I like the salary, I like only working 3 days a week, and I like the fact that it is interesting and I wouldn't have to be stuck at a desk for 8 hours a day.

Thus far you have not instilled any confidence in me that you will be able to make it as a nurse. You say you had a "MAJOR" change of heart regarding your choice of studies but the reasons you list are superficial at best. Then you say that you have issues you aren't sure you can overcome. And you are still vascillating between the 2 majors, keeping your foot in the door of business school because you aren't sure. If you really had this change of heart, you would not be asking these questions and would have already started the process of applying to nursing school.

Yes, the money in nursing is some of the best that a WOMAN can make. But the amount of education (initial and continuing), responsibility, and stress, coupled with evil employers, ungrateful patients, and hateful colleagues makes the amount of money you make pitiful and not worth it. If your main motivation is money - don't even bother going to nursing school. After a few years you will be unhappy when you realize just how physically and emotionally difficult it is to be a nurse.

There is no guarantee that you will find a job that works 12 hour shift so that you only have to work 3 days a week. Nurses are also required to work weekends, holidays, and even the days that they requested off to go to a special family event. Over a career, if is likely that you spend more holidays with your peers at work than with your own family.

Nursing is "interesting". Hmmmm. There are a lot of interesting jobs out there where you don't have to wipe people's hineys for a living.

And you like not being stuck at a desk 8 hours a day. As a nurse, you will spend an entire shift on your feet. You'll be lucky to have a chance to sit down while you go pee. And if you are required to carry a unit phone - rest assured that it will ring with a patient's needs just as you sit on the pot.
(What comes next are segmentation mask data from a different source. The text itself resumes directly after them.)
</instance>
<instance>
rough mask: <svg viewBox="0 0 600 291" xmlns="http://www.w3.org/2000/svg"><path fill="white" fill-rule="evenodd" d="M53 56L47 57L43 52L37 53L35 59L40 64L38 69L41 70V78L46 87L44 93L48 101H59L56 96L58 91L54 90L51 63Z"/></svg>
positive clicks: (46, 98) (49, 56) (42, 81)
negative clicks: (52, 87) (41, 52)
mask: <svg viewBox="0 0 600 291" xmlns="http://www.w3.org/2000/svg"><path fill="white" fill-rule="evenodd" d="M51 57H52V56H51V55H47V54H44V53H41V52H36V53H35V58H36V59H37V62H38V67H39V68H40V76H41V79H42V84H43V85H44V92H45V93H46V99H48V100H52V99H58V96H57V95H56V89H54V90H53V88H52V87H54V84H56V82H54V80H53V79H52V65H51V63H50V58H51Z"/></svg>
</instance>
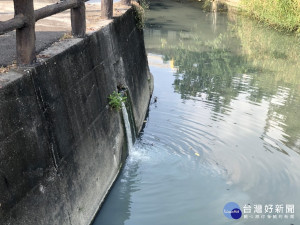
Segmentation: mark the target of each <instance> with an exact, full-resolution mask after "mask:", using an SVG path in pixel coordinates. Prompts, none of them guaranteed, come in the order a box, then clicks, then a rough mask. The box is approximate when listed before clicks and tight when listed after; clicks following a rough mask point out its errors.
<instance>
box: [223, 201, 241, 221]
mask: <svg viewBox="0 0 300 225" xmlns="http://www.w3.org/2000/svg"><path fill="white" fill-rule="evenodd" d="M223 213H224V215H225V216H226V217H227V218H228V219H235V220H237V219H239V218H241V216H242V211H241V209H240V206H239V205H238V204H236V203H235V202H228V203H227V204H226V205H225V206H224V209H223Z"/></svg>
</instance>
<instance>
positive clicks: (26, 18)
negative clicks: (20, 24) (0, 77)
mask: <svg viewBox="0 0 300 225" xmlns="http://www.w3.org/2000/svg"><path fill="white" fill-rule="evenodd" d="M14 8H15V16H16V15H19V14H23V15H24V16H25V25H24V27H22V28H19V29H17V30H16V47H17V63H18V64H23V65H24V64H31V63H32V62H33V61H34V60H35V18H34V7H33V0H27V1H24V0H14Z"/></svg>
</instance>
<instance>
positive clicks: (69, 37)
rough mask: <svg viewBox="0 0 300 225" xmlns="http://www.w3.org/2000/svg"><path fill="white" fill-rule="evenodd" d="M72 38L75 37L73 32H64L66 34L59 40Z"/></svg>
mask: <svg viewBox="0 0 300 225" xmlns="http://www.w3.org/2000/svg"><path fill="white" fill-rule="evenodd" d="M71 38H73V35H72V34H71V33H64V35H63V36H62V37H61V38H60V39H59V40H60V41H62V40H66V39H71Z"/></svg>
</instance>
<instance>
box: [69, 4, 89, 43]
mask: <svg viewBox="0 0 300 225" xmlns="http://www.w3.org/2000/svg"><path fill="white" fill-rule="evenodd" d="M78 4H79V5H78V6H77V7H76V8H72V9H71V26H72V34H73V36H75V37H84V36H85V30H86V20H85V4H84V1H83V0H78Z"/></svg>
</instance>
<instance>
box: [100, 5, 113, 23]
mask: <svg viewBox="0 0 300 225" xmlns="http://www.w3.org/2000/svg"><path fill="white" fill-rule="evenodd" d="M112 17H113V0H101V18H102V19H111V18H112Z"/></svg>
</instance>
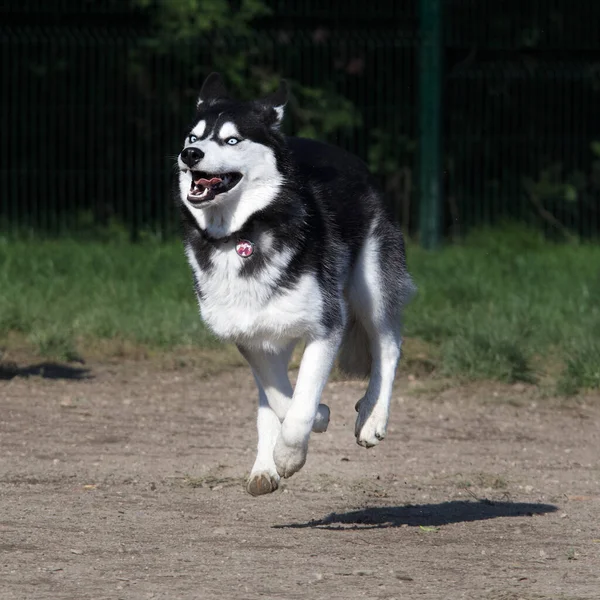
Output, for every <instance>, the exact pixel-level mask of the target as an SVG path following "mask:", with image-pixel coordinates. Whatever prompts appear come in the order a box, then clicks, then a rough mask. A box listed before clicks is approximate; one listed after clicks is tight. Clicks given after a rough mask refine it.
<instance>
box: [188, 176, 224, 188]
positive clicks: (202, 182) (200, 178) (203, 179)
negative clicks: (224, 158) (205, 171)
mask: <svg viewBox="0 0 600 600" xmlns="http://www.w3.org/2000/svg"><path fill="white" fill-rule="evenodd" d="M222 181H223V180H222V179H220V178H219V177H213V178H212V179H204V177H201V178H200V179H197V180H196V181H194V183H195V184H196V185H203V186H204V187H209V186H211V185H217V183H221V182H222Z"/></svg>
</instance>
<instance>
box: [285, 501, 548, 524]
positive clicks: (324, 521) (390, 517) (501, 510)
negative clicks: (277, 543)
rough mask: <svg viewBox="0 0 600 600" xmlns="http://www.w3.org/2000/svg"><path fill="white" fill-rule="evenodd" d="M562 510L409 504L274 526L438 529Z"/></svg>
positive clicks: (544, 506)
mask: <svg viewBox="0 0 600 600" xmlns="http://www.w3.org/2000/svg"><path fill="white" fill-rule="evenodd" d="M557 510H558V507H556V506H554V505H552V504H529V503H526V502H492V501H490V500H480V501H478V502H472V501H462V500H456V501H451V502H441V503H439V504H418V505H412V504H407V505H405V506H380V507H370V508H363V509H361V510H353V511H351V512H344V513H331V514H329V515H327V516H326V517H323V518H322V519H317V520H311V521H308V522H306V523H288V524H286V525H274V526H273V527H274V528H276V529H288V528H289V529H304V528H316V529H329V530H346V529H382V528H390V527H401V526H402V525H406V526H409V527H437V526H440V525H448V524H449V523H468V522H471V521H484V520H487V519H497V518H499V517H532V516H533V515H542V514H545V513H551V512H555V511H557Z"/></svg>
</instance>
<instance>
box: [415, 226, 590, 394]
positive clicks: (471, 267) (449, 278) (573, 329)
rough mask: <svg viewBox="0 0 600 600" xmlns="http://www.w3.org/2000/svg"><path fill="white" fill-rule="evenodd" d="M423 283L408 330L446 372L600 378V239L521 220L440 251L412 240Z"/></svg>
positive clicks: (531, 375)
mask: <svg viewBox="0 0 600 600" xmlns="http://www.w3.org/2000/svg"><path fill="white" fill-rule="evenodd" d="M408 263H409V266H410V269H411V271H412V273H413V274H414V279H415V282H416V284H417V286H418V288H419V291H418V293H417V295H416V297H415V298H414V300H413V302H412V303H411V305H410V306H409V308H408V310H407V314H406V324H405V334H406V335H407V337H409V339H411V338H417V339H420V340H424V341H426V342H429V344H430V345H431V346H432V347H434V348H437V349H438V352H439V356H438V358H437V363H438V368H437V369H436V371H437V372H438V373H441V374H443V375H446V376H453V377H460V378H468V379H494V380H499V381H505V382H517V381H522V382H527V383H529V382H534V381H536V380H539V379H545V380H547V379H548V378H550V380H552V381H554V382H555V383H556V382H557V381H558V382H559V387H558V389H559V391H561V392H563V393H564V392H568V393H576V392H577V391H579V390H581V389H584V388H598V387H600V373H599V371H600V367H599V365H600V360H599V356H600V342H598V341H596V340H600V302H598V298H599V297H600V247H599V246H597V245H592V244H555V243H552V242H548V241H546V240H544V238H543V237H542V236H541V235H539V234H537V233H535V232H532V231H530V230H527V229H523V228H518V227H513V228H510V229H506V230H490V231H480V232H476V233H474V234H473V235H472V236H470V237H468V238H467V239H466V240H465V241H464V243H462V244H457V245H454V246H451V247H448V248H446V249H444V250H442V251H440V252H435V253H433V252H426V251H424V250H422V249H420V248H418V247H414V246H412V245H409V256H408Z"/></svg>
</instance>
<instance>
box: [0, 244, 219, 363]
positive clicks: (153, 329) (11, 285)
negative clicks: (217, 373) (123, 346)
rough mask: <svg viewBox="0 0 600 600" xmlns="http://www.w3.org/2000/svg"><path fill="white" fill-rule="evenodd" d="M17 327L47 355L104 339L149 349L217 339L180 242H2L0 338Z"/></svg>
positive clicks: (12, 332) (42, 352) (3, 339)
mask: <svg viewBox="0 0 600 600" xmlns="http://www.w3.org/2000/svg"><path fill="white" fill-rule="evenodd" d="M14 333H18V334H21V336H22V337H23V338H25V339H26V340H28V341H29V342H30V343H31V344H33V345H34V347H35V348H36V349H37V351H38V352H39V353H40V354H41V355H44V356H51V357H54V358H61V359H69V358H73V357H75V356H77V355H78V352H77V348H80V349H81V352H82V353H83V354H84V355H85V354H86V353H87V352H90V351H91V352H93V350H94V347H95V346H98V345H102V340H121V341H122V342H124V343H125V342H128V343H131V344H137V345H142V346H147V347H150V348H154V349H171V348H173V347H174V346H201V347H207V346H208V347H210V346H215V345H217V342H216V340H215V339H214V338H213V336H212V335H210V333H209V332H208V331H207V329H206V328H205V327H204V325H203V324H202V322H201V321H200V318H199V315H198V308H197V304H196V300H195V297H194V293H193V287H192V277H191V273H190V271H189V268H188V266H187V264H186V262H185V260H184V256H183V251H182V248H181V245H180V244H178V243H175V242H173V243H164V244H161V243H156V242H154V243H152V242H148V243H140V244H130V243H127V242H118V243H110V244H109V243H97V242H89V243H85V242H80V241H74V240H58V241H40V240H32V241H27V242H24V241H12V242H5V243H3V244H0V340H1V341H2V342H4V341H5V340H6V339H7V338H8V337H9V336H10V335H11V334H14Z"/></svg>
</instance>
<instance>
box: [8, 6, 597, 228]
mask: <svg viewBox="0 0 600 600" xmlns="http://www.w3.org/2000/svg"><path fill="white" fill-rule="evenodd" d="M420 1H421V2H427V1H428V0H420ZM418 2H419V0H405V1H402V2H394V1H391V0H388V1H385V2H384V1H380V0H372V1H371V2H369V3H366V2H362V1H361V2H358V1H356V0H352V1H350V0H349V1H348V2H345V3H340V6H341V4H343V5H344V7H343V10H342V9H341V8H340V7H339V6H338V3H331V4H333V5H334V8H324V7H325V6H326V4H325V3H321V2H308V1H299V2H293V3H291V2H282V1H271V2H265V4H267V5H268V6H269V8H270V10H271V14H270V15H269V16H268V17H265V18H263V19H261V20H260V21H257V23H256V27H254V28H253V30H252V31H251V32H247V33H245V34H244V35H232V36H230V37H227V36H226V35H225V36H224V37H223V36H222V37H221V38H220V39H219V52H220V53H222V54H223V55H224V56H231V57H232V58H233V57H237V58H239V60H241V61H242V62H243V68H242V69H241V72H242V73H243V74H244V76H245V77H247V78H248V80H250V78H258V77H260V74H261V73H268V74H270V75H271V74H273V73H279V74H281V75H282V76H284V77H286V78H288V79H290V80H292V82H298V86H297V87H296V88H293V89H296V90H297V94H296V98H295V104H296V105H299V106H297V107H296V113H295V114H296V115H299V116H298V118H296V117H295V116H294V113H293V111H292V114H291V116H290V117H288V122H287V123H286V130H287V131H288V132H289V133H297V132H298V131H301V132H302V131H307V130H308V131H309V133H310V134H311V135H316V136H317V137H321V138H323V139H326V140H328V141H331V142H334V143H337V144H340V145H342V146H344V147H346V148H348V149H349V150H351V151H353V152H355V153H357V154H359V155H360V156H362V157H363V158H364V159H365V160H366V161H367V162H368V163H369V164H370V165H371V167H372V169H373V170H374V171H375V173H376V174H377V175H378V177H379V179H380V181H381V186H382V188H383V189H384V191H385V194H386V198H387V201H388V202H389V204H390V206H391V207H392V208H393V210H394V212H395V213H396V214H397V215H398V217H399V219H400V220H401V222H402V223H403V226H404V227H405V229H406V230H408V231H410V232H411V233H416V232H418V228H419V218H420V211H419V198H420V195H419V189H418V187H419V185H418V183H419V178H418V168H419V165H422V164H423V160H421V161H418V160H417V157H418V152H419V147H420V146H419V142H420V137H419V115H420V114H421V113H420V105H421V104H420V103H422V102H423V98H419V93H418V89H419V86H418V84H419V70H418V66H419V63H418V56H419V44H420V42H421V39H422V38H421V36H420V33H419V19H418V14H419V13H418ZM442 5H443V9H444V10H443V22H442V24H443V27H442V28H441V32H442V40H441V42H442V44H441V49H442V54H441V58H442V65H443V71H442V73H441V75H440V79H439V81H438V83H439V86H438V87H439V89H440V90H441V93H442V102H441V115H440V116H441V118H440V120H439V121H440V127H441V131H442V134H443V135H442V138H441V139H442V140H443V144H442V152H441V158H440V160H439V164H440V167H439V181H440V182H441V190H442V193H441V194H440V196H439V197H440V202H441V205H440V207H439V209H440V210H439V214H440V220H441V226H442V231H443V233H444V234H445V235H447V236H455V235H461V234H462V233H464V232H465V231H467V230H468V229H469V228H471V227H474V226H478V225H482V224H495V223H498V222H501V221H503V220H519V221H525V222H527V223H530V224H535V225H538V226H540V227H543V228H545V229H546V230H547V231H549V232H556V233H559V234H561V235H564V234H568V233H569V232H573V233H575V234H579V235H583V236H597V235H598V233H599V232H600V214H599V213H600V110H598V106H600V2H597V1H596V0H569V1H567V0H520V1H518V2H517V1H514V0H505V1H504V2H497V1H496V0H442ZM0 7H2V14H1V15H0V127H1V134H0V135H1V142H0V230H4V231H17V232H21V231H34V232H38V233H44V234H52V235H54V234H67V233H68V234H74V233H82V232H83V233H85V234H89V235H96V234H99V232H100V233H101V232H106V231H108V232H109V233H110V232H111V231H113V230H114V231H120V232H123V233H124V234H126V235H129V236H131V237H132V238H134V239H135V238H137V237H139V236H140V235H141V234H143V233H144V232H153V233H156V234H160V235H167V236H168V235H171V234H173V233H174V232H175V231H176V229H177V211H176V210H175V206H174V203H173V201H172V199H171V195H170V188H171V182H172V174H173V168H172V167H173V164H174V158H175V156H176V154H177V152H178V151H179V148H180V145H181V142H182V140H183V134H184V131H185V127H186V126H187V124H188V123H189V120H190V117H191V116H192V114H193V107H194V101H195V97H196V94H197V92H198V88H199V85H200V83H201V76H202V75H205V74H206V73H207V72H209V71H210V70H211V64H210V62H211V60H212V59H214V48H213V47H211V46H210V45H209V44H212V43H213V41H212V40H209V41H207V42H206V43H204V42H203V41H202V40H194V41H183V42H181V43H176V42H173V43H172V44H171V45H169V46H165V45H164V44H163V45H162V46H157V45H156V44H154V43H153V39H154V38H153V36H154V35H155V32H154V30H153V29H152V25H151V23H150V22H149V21H148V19H147V18H146V16H145V15H144V13H143V11H141V10H140V9H135V8H132V7H131V5H130V4H129V3H127V2H116V1H114V0H113V1H111V0H104V1H97V2H86V1H85V0H80V1H79V2H77V1H75V0H73V1H69V0H62V1H60V2H56V3H52V2H42V1H41V0H22V1H21V2H18V3H17V2H8V3H7V2H4V3H3V4H1V3H0ZM335 7H337V8H335ZM190 65H193V68H191V67H190ZM429 76H431V77H435V74H431V75H429ZM302 86H304V87H302ZM318 90H325V91H326V92H327V93H326V94H324V95H319V94H317V93H316V91H318ZM311 94H312V96H311ZM309 100H310V102H312V110H313V112H312V113H310V114H309V115H308V116H307V115H306V114H304V113H302V112H301V109H302V106H301V102H302V101H307V102H308V101H309ZM325 117H327V118H325ZM302 119H304V121H303V120H302ZM311 119H312V120H311ZM423 147H424V146H423Z"/></svg>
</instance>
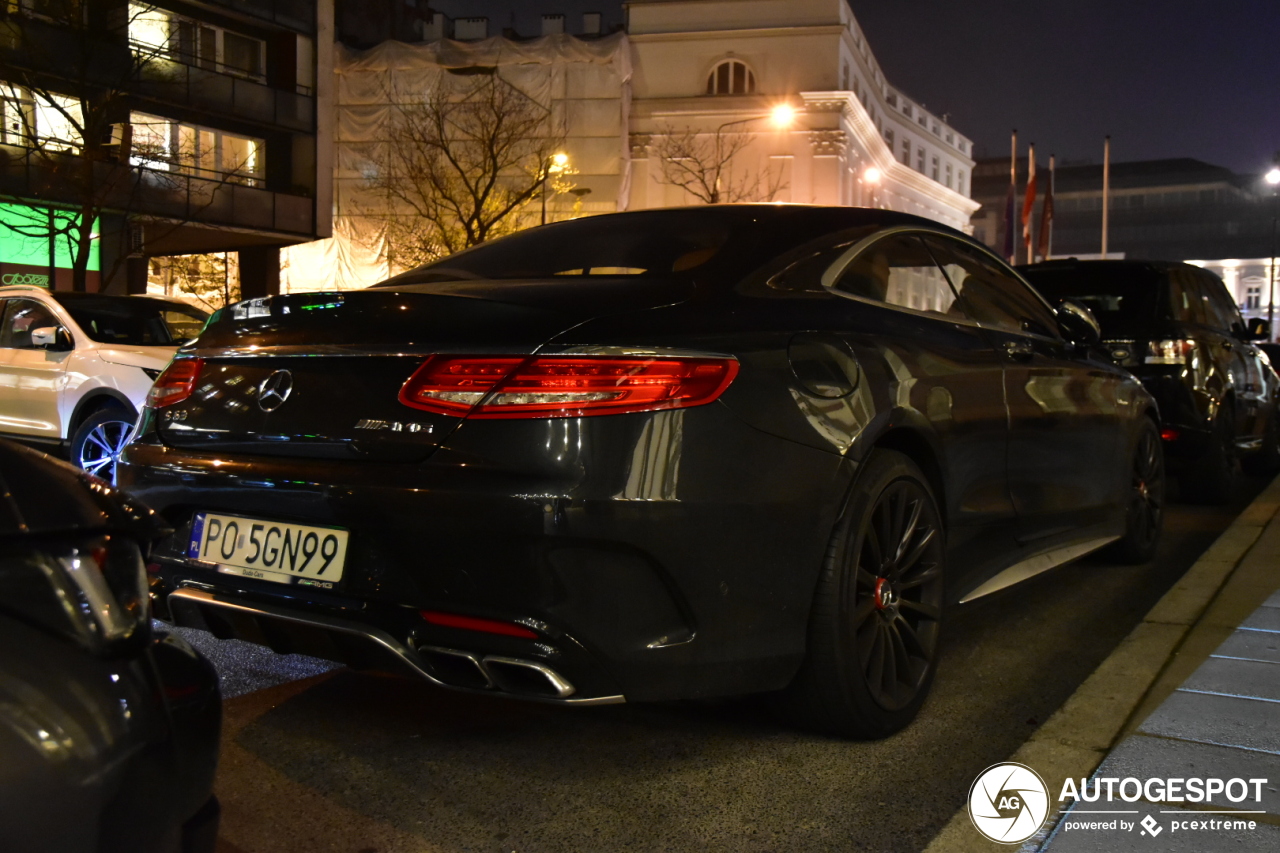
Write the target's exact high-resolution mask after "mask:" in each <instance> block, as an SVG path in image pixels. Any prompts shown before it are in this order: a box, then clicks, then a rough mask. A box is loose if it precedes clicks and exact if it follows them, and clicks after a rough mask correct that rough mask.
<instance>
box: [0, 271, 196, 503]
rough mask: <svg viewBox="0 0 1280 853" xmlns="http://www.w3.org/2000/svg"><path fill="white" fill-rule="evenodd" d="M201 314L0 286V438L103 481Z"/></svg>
mask: <svg viewBox="0 0 1280 853" xmlns="http://www.w3.org/2000/svg"><path fill="white" fill-rule="evenodd" d="M207 318H209V313H207V311H204V310H201V309H197V307H193V306H191V305H188V304H186V302H182V301H179V300H170V298H161V297H147V296H109V295H102V293H72V292H63V291H55V292H50V291H47V289H45V288H42V287H32V286H23V284H18V286H9V287H0V437H8V438H17V439H19V441H22V442H33V443H37V444H40V446H44V447H46V448H50V450H61V451H65V452H68V453H69V457H70V460H72V462H73V464H76V465H78V466H79V467H82V469H84V470H86V471H90V473H91V474H97V475H100V476H102V478H105V479H108V480H111V479H113V478H114V475H115V461H116V459H118V457H119V455H120V450H122V448H123V447H124V443H125V441H127V439H128V437H129V433H131V432H132V430H133V423H134V421H136V420H137V416H138V410H140V409H141V407H142V403H143V401H145V400H146V396H147V391H148V389H150V388H151V383H152V380H155V378H156V377H159V375H160V371H161V370H164V366H165V365H166V364H169V359H170V357H173V353H174V350H177V348H178V345H179V343H183V342H186V341H189V339H192V338H195V337H196V336H197V334H198V333H200V329H201V327H202V325H204V324H205V320H206V319H207Z"/></svg>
By the time you get home your feet will be hurting so bad you don't want to walk anymore. And after a 12 hour shift - you will be so tired that you won't want to go out with your family because you haven't stopped to rest all day long.

Sorry, but I'm not convinced that you have really given this some thought. I've seen nurse after nurse graduate, get a job, and realize that making a nurse's salary isn't as easy as they thought. Then they either become angry and take it out on their colleagues and patients, or they quit and have to spend more money to go back to school for something else.

Perhaps you should check out the new graduate forum and read the stories of the new nurses and what they are dealing with. If you truly want to be a nurse in your heart, you will have better reasons to want to be a nurse. And you will not have reservations about it. You will simply apply to school and do it. Nursing is one of the hardest jobs in this world. As a nurse, you hold the world's life in your hands. It is not something to be flippant about. Best you learn now what you are in for before you find out the hard way.